Subtracting R1 from R2 and 4R1 from R3:

$\left( {\left. {\begin{array}{*{20}{c}} 1 & 2 & 3 \\ 0 & 0 & 0 \\ 0 & { - 3} & { - 6} \\ \end{array}} \right|\begin{array}{*{20}{c}} 1 \\ 0 \\ { - 4} \\ \end{array}} \right)$

You mean it has a zero row?

6. Oct 13, 2012

### voko

Yes, the matrix will have one or more zero rows. Their number will depend on the rank of the matrix. How would you solve that?

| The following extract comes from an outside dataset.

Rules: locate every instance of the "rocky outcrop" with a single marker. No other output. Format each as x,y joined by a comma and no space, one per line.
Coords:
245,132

Now there is one important observation. If B was not (1, 1, 0), but, for example, (1, 0, 1), would you be able to solve that?

7. Oct 13, 2012

### drawar

Err, what is the rank of a matrix?

Nope, since there is a row (0 0 0|1).

8. Oct 13, 2012

### voko

The number of linearly independent rows or columns.

9. Oct 13, 2012

### drawar

Thanks but can this problem be solved without knowledge of linear independence and rank of matrix?

10. Oct 13, 2012

### voko

You don't need the rank to solve. Just continue solving the example.

11. Oct 13, 2012

### drawar

Oh my goodness! If only I had realized it earlier...
The problem actually asked us to solve the system of linear equations. Since there exists zero rows, there are free variables in the solution and hence the solution is not unique.

12. Oct 13, 2012

### voko

Only if B is suitable. Otherwise, no solutions.

13. Oct 13, 2012

### HallsofIvy

Staff Emeritus
If A is not invertible, then there are two possibilities for the equation Ax= B:
1) There are an infinite number of solutions.
2) There is no solution.

The equation Ax= 0 always has x= 0 as solution. If A is not invertible, then there exist an infinite number of solutions. In fact, the set of solutions is a sub-space, called the "null space" of A.

If Ax= B has a solution, and A is invertible, then every solution can be written as that solution plus some vector in the null space of A.